A key part of Obamacare is not going so well. But before I continue, I assume that some of my readers won’t know some of the acronyms, so I’ll define them.
An ACO is an Accountable Care Organization, which was created in the PPACA (Obamacare). The spirit of an ACO was that hospitals and doctors would join into single administrative units that would work together to create health system efficiencies. Medicare and the ACO participants would then share in the savings generated.
MedPAC is the Medicare Payment Advisory Commission, which was created by Congress to advise it on what Medicare fees should be. Most of the MedPAC recommendations are accepted by Congress. As a quick aside, there is an AMA committee called the Relative Value Update Committee that makes recommendations to MedPAC. Washington Monthly did a great expose on the corrupt RUC process, which is opaque and dominated by ologists. Almost all of RUC’s recommendations are adopted by MedPAC.

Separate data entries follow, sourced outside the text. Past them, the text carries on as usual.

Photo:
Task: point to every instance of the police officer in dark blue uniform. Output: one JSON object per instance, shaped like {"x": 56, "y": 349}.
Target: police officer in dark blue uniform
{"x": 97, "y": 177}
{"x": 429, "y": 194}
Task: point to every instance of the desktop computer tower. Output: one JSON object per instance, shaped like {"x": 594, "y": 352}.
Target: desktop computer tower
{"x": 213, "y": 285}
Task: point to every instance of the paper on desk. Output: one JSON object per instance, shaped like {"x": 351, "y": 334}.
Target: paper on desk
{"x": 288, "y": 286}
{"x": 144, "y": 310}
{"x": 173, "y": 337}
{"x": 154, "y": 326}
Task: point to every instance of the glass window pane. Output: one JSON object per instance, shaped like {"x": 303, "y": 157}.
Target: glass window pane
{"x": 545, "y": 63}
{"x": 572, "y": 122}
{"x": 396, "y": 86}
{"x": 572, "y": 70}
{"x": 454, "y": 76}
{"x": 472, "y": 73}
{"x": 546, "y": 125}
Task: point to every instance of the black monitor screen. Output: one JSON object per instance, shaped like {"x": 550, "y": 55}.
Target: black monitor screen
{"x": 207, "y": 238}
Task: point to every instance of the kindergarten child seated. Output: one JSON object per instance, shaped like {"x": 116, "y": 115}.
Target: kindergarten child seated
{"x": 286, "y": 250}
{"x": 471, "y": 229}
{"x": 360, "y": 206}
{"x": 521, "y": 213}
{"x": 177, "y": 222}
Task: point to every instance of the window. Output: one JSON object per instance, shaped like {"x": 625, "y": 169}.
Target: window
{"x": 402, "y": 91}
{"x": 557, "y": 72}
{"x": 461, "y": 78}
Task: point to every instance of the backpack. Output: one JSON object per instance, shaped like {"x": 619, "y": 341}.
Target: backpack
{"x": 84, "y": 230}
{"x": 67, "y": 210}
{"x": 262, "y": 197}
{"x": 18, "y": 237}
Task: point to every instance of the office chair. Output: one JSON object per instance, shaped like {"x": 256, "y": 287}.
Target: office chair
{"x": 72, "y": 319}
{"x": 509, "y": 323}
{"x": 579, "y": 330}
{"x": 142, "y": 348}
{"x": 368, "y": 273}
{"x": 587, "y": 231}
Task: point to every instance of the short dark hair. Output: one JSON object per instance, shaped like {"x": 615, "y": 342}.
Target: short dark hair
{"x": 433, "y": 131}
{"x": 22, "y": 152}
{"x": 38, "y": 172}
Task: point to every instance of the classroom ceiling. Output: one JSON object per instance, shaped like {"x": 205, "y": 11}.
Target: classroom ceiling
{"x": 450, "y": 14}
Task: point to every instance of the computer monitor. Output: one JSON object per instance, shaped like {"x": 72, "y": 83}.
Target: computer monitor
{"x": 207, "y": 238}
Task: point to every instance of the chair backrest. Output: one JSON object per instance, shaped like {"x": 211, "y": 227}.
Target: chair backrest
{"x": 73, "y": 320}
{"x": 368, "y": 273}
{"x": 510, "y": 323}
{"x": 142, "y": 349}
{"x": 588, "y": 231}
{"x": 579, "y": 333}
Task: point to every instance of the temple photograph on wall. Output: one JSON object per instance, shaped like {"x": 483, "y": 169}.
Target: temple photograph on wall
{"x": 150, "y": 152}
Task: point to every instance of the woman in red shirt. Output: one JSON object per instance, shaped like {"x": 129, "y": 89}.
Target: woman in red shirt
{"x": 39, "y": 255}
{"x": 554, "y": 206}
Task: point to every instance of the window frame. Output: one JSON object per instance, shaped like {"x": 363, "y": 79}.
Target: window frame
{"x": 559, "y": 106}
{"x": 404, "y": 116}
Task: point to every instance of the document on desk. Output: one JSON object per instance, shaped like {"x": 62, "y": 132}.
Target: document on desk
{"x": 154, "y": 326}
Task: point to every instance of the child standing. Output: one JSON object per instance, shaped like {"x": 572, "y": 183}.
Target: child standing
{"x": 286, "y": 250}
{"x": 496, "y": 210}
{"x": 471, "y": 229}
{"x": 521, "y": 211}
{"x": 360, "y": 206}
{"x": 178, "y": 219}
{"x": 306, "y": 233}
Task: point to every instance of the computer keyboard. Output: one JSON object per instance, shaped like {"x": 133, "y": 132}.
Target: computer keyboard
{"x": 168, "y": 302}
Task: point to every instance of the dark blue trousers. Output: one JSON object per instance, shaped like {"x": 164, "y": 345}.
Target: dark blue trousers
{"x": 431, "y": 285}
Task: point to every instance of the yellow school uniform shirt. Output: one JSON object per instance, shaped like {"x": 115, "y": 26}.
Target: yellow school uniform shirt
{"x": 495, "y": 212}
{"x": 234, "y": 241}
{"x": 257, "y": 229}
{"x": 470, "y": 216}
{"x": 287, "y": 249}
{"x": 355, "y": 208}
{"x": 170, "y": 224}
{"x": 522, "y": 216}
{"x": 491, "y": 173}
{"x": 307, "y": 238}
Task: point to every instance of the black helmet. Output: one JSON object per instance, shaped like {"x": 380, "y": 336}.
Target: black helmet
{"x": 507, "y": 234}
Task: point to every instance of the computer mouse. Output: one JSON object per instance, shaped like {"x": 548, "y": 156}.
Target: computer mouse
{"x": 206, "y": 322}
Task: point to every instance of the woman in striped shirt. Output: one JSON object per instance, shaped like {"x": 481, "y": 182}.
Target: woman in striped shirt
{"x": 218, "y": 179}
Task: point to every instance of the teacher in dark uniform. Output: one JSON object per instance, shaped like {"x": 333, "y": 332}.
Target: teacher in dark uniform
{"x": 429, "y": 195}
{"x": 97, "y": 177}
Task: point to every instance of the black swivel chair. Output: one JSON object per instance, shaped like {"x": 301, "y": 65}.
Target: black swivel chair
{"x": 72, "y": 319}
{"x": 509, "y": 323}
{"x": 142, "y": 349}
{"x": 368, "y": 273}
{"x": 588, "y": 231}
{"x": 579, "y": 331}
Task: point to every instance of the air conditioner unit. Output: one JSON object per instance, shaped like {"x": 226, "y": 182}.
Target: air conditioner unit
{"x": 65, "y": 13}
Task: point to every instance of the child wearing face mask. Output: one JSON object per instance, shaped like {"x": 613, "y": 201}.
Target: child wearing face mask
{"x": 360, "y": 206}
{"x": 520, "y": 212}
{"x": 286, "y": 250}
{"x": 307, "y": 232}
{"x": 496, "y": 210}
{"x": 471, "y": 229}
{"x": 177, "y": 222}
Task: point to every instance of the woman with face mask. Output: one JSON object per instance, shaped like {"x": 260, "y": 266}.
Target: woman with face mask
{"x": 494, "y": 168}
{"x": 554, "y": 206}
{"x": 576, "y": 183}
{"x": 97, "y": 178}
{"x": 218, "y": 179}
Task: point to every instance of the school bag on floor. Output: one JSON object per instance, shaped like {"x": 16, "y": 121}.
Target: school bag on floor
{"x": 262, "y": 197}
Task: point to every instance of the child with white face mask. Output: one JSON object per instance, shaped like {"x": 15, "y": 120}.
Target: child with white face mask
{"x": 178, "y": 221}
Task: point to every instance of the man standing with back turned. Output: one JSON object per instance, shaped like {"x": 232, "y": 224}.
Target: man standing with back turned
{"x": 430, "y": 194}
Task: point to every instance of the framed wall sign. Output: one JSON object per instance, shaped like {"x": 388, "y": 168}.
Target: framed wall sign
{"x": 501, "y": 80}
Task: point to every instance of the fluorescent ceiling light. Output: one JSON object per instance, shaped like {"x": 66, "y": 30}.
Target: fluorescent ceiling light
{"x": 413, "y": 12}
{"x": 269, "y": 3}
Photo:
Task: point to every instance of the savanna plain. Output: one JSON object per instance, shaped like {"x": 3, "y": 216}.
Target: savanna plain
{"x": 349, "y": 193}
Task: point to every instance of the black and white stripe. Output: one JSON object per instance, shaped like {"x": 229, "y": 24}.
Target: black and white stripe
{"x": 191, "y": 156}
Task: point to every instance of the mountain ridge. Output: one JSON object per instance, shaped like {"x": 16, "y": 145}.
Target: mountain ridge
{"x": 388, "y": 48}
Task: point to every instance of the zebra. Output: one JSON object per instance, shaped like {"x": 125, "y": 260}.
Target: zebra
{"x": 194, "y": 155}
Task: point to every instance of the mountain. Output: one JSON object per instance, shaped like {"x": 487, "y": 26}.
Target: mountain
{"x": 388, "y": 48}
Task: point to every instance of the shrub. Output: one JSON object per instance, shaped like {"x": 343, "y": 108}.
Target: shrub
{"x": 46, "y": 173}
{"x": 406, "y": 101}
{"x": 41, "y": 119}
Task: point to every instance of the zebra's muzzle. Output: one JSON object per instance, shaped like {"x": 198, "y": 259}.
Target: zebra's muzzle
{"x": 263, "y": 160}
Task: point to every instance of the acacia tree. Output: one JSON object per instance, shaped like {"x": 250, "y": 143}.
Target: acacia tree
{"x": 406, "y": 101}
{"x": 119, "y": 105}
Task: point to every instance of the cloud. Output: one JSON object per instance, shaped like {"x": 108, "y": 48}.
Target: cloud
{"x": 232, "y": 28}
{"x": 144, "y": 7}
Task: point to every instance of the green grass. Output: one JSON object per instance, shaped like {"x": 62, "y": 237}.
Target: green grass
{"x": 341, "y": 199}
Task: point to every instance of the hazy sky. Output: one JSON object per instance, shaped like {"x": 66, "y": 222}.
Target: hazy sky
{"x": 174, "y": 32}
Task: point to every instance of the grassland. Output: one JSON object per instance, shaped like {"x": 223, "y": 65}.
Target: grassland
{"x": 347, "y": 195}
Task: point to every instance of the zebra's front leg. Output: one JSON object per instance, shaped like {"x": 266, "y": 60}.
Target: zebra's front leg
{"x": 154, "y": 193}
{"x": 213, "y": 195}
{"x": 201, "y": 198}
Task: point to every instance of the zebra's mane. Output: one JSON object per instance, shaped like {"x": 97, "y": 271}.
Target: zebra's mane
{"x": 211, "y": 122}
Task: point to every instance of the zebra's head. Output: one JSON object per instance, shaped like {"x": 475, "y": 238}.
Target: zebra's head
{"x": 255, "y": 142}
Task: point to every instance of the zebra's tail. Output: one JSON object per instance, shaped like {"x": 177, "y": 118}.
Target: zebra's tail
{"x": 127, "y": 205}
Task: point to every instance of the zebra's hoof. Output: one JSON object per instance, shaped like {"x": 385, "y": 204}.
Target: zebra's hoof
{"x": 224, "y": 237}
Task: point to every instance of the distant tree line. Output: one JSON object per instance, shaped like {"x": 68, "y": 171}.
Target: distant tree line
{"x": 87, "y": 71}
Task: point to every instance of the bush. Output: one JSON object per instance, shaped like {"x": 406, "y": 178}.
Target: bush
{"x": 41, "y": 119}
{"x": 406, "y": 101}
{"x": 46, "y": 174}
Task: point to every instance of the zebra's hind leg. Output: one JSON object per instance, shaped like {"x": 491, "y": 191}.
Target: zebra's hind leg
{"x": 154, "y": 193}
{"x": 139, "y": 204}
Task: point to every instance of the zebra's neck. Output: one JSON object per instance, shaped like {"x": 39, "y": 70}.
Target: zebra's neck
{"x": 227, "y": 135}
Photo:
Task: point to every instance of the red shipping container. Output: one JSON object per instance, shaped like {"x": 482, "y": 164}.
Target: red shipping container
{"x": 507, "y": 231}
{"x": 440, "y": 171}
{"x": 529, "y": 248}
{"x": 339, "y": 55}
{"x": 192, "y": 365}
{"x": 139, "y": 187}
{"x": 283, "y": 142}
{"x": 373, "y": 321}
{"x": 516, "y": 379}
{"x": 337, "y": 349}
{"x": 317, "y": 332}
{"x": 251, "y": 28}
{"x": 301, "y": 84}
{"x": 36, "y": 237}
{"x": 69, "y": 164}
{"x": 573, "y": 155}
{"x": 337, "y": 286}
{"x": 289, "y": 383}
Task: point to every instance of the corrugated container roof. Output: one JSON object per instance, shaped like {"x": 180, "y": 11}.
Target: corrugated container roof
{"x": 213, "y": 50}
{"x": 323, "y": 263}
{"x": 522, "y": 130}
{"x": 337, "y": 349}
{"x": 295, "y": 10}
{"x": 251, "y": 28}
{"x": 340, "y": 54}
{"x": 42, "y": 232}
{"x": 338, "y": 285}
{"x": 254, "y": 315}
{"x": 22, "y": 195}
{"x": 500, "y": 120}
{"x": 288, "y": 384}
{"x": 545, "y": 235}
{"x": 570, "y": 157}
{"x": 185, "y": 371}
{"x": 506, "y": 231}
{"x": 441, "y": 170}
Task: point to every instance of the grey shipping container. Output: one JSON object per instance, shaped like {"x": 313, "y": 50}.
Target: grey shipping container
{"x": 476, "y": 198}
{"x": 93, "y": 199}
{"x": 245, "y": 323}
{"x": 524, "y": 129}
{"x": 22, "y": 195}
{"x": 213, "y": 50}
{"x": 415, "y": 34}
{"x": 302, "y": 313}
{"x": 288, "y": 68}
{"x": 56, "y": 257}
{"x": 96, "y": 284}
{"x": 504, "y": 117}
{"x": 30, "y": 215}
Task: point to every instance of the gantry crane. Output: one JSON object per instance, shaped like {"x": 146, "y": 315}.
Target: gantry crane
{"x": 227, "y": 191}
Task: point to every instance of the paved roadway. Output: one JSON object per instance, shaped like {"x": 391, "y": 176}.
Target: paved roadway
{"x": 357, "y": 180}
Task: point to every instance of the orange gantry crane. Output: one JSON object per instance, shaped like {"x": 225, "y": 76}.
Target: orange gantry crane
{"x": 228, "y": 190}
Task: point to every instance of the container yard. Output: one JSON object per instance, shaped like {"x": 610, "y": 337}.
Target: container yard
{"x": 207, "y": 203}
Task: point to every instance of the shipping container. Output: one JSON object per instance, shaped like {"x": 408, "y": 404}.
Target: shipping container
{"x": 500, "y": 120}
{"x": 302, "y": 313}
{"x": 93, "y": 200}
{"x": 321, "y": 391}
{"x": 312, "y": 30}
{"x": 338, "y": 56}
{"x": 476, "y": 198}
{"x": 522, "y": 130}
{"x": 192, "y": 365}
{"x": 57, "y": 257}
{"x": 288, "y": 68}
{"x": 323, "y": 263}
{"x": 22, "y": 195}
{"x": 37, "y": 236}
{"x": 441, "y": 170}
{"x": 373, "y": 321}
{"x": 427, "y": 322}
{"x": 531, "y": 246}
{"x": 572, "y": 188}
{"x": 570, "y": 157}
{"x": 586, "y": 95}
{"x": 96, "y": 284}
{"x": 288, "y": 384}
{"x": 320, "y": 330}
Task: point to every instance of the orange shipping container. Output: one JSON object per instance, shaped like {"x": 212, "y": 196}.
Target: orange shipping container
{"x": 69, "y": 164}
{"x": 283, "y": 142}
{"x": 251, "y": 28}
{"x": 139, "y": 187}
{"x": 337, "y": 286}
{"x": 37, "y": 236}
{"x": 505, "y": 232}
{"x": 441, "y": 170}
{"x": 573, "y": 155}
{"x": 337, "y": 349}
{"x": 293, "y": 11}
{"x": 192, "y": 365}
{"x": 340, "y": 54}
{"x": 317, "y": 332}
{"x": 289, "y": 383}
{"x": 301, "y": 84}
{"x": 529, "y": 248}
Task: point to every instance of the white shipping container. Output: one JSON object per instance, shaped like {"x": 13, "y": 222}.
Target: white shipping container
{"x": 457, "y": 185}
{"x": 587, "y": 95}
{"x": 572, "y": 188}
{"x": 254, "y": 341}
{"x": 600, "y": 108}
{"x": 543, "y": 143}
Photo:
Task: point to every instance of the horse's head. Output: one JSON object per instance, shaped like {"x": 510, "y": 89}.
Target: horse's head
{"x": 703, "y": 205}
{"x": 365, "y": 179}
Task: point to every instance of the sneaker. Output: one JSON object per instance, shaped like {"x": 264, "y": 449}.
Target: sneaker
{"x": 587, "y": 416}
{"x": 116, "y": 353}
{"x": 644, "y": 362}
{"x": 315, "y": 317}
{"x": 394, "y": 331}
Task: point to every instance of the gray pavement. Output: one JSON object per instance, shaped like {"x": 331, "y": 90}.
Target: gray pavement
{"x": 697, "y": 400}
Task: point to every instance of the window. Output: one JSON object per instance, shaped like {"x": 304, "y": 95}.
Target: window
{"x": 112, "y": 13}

MedPAC shared its own ACO data recently and concluded that it spent $646 million on one ACO approach, which lead to $429 million in savings. Yes, that means that MedPAC lost $216 million in the deal. The MedPAC Commissioner Craig Sammit, MD stated that these kind of results are “incredibly unsatisfying.”
There are very many reasons ACOs were destined to underperform (I won’t say “fail.” A few of them eked out a few dollars of savings.). To list all the reasons would make a blog post unreadable, so I’ll just mention one. Obamacare gave no authority to ACOs to demand that patients make changes in some of their attitudes, beliefs, and actions. Patients are not tied to an ACO, have no financial incentives to change any behaviors, and were guaranteed complete freedom of movement and choice of doctors and hospitals.
This approach is nonsense on its face. If one is trying to change a system, then one does not leave out the largest and most frequent user of that system. But that’s exactly what the politicians making politically-based decisions did, which is why ACOs are ultimately destined to “fail.” (Sorry, couldn’t help myself.)
As MedPAC deliberates its next response to this failed experiment, let’s all hope that it keeps in the forefront its most recent recommendation to Congress that “The commission has long argued that primary care providers are undervalued in Medicare’s fee schedule ….” Seriously respecting and incentivizing medical students to become family physicians is the best next step forward to any meaningful healthcare system reform.
As with the misbegotten PCMH, the costs of setting up and maintaining an ACO are ruinously high, far out-weighing any bonuses that may trickle down through countless layers of administrators to the physicians.
And yet the AAFP continues to push both these scams on their membership. Has there ever been a supposedly scientific organization that is so blind to the evidence (and reality)?